Je respirai un bon coup, les muscles tendus.
Le premier coup fendit l’air. Je sentis le cuir m’atteindre comme une lame, puis une douleur blanche exploser dans mon dos. Un feu liquide me traversa l’échine. Un sifflement m’échappa, malgré moi, et je serrai les poings jusqu’à ce que mes ongles s’enfoncent dans mes paumes, y creusant des croissants rouges.
— Un ! compta Tiberius, amusé.
Le deuxième coup frappa plus bas, là où mes reins cédèrent un peu sous la violence. Je mordis ma lèvre jusqu’à goûter le fer du sang. La douleur irradiait. J'imaginais les visages des Romains derrière moi : souriants, les yeux brillants.
— Deux !
Le troisième coup me fit vaciller.

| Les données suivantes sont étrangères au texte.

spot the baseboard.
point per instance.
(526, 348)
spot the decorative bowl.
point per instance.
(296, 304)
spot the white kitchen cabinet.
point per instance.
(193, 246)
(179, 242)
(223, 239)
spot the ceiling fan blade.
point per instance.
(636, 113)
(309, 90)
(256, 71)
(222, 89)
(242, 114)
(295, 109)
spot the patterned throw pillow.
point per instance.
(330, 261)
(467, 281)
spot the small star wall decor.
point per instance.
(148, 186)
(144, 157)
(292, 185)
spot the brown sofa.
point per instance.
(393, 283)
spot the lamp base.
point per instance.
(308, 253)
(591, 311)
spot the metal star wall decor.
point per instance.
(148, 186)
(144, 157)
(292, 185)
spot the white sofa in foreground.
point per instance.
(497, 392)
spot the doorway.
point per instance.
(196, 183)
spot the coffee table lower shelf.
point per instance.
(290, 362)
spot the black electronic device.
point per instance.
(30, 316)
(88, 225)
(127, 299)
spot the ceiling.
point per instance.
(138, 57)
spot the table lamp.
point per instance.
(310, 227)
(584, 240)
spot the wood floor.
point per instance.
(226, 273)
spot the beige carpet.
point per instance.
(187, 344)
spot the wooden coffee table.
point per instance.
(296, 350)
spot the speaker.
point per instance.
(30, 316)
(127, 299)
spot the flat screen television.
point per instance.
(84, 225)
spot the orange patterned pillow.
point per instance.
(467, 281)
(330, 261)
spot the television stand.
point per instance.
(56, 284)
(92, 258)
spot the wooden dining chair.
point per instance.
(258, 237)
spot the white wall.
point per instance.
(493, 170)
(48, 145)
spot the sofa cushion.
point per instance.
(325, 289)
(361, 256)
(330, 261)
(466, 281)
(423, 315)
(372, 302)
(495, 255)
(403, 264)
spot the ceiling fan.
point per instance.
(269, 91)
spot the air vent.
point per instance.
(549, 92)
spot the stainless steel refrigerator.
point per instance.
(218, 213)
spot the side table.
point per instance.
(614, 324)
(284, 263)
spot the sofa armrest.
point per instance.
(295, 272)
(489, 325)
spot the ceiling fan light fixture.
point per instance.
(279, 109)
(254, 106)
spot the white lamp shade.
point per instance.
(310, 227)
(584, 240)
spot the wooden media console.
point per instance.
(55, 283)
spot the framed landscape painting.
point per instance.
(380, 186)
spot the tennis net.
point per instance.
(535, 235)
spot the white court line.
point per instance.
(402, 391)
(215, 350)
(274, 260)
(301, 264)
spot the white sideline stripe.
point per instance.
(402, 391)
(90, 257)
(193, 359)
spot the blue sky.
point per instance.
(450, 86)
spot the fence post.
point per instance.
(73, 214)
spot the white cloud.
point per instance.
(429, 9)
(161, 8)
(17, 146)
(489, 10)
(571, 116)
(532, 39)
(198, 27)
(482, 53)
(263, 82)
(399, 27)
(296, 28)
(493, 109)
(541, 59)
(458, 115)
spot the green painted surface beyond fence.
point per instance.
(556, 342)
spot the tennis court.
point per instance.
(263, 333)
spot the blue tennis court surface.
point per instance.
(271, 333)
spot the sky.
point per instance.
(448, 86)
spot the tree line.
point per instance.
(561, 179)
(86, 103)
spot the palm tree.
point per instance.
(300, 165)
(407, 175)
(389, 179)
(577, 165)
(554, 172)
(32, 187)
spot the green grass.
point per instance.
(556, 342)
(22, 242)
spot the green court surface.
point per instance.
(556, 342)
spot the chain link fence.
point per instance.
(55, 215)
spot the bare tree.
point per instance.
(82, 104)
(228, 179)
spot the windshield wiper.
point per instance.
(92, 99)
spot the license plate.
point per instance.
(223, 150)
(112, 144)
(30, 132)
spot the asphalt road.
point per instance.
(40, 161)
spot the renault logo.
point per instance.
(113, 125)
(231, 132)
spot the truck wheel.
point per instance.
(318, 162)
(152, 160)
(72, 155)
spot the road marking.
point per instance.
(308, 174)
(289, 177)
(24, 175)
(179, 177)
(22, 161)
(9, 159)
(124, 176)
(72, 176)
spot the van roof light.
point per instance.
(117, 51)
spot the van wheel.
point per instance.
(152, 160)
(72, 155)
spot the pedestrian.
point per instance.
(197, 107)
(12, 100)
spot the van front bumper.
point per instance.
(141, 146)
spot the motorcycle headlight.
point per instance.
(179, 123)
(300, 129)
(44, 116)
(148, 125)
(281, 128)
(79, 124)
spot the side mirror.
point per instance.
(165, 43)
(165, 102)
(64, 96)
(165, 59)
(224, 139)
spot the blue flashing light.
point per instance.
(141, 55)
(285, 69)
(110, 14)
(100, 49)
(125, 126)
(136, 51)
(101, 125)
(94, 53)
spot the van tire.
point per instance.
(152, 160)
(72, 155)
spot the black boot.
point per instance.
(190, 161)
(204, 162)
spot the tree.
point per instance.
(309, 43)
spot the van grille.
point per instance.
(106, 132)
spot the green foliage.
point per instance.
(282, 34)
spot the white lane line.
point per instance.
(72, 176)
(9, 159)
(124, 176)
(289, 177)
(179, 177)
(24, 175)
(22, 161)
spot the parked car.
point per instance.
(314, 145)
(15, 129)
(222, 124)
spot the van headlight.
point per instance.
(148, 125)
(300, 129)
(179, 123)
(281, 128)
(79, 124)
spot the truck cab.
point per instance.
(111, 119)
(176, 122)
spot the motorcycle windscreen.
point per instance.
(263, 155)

Mes genoux tremblèrent, mais je me raidis. Je ne tomberais pas. Pas devant eux.
— Trois !
Beryllus refrappa au même endroit. Je fermai les yeux une seconde. J'avais mal.
— Quatre !
— Cinq !
Je commençai à haleter, mes muscles se contractant. Je voyais flou, mais je tenais bon. Je me répétais : Tu es un Dace. Tu es un guerrier. Tu ne plies pas.
— Six !
Le fouet siffla encore, et cette fois, je sentis les lanières s’enrouler autour de mes côtes. La douleur explosa, et je lâchai un grognement sourd, involontaire. L'invité rit.
— Sept !
Mes yeux piquaient. La sueur me brûlait, mêlée aux larmes que je refusais de laisser couler.
— Huit !
Je vacillai, mais je ne tombai pas. Mes pieds nus s’agrippèrent au marbre, glissant dans la poussière. Je serrai les dents si fort que j’eus l’impression que ma mâchoire allait se briser.
— Neuf !
Le dernier coup me traversa comme une lame. Je sentis mes jambes flageoler, mais je me raidis. Je ne criai pas. Je ne suppliai pas. Je restai debout, même si mon monde tournait, même si la nausée me submergeait.
— Dix ! annonça l'invité, déçu que je tienne encore.
Un silence s’installa. Puis Beryllus recula, satisfait. Lucius hocha la tête, comme si j’avais passé un test.
Je respirai profondément, les lèvres tremblantes. Mon dos brûlait comme si on m’avait versé du plomb fondu dessus. Mais je souris. Un sourire sanglant, amer.
— Taris contre Vladis annonça notre maître romain.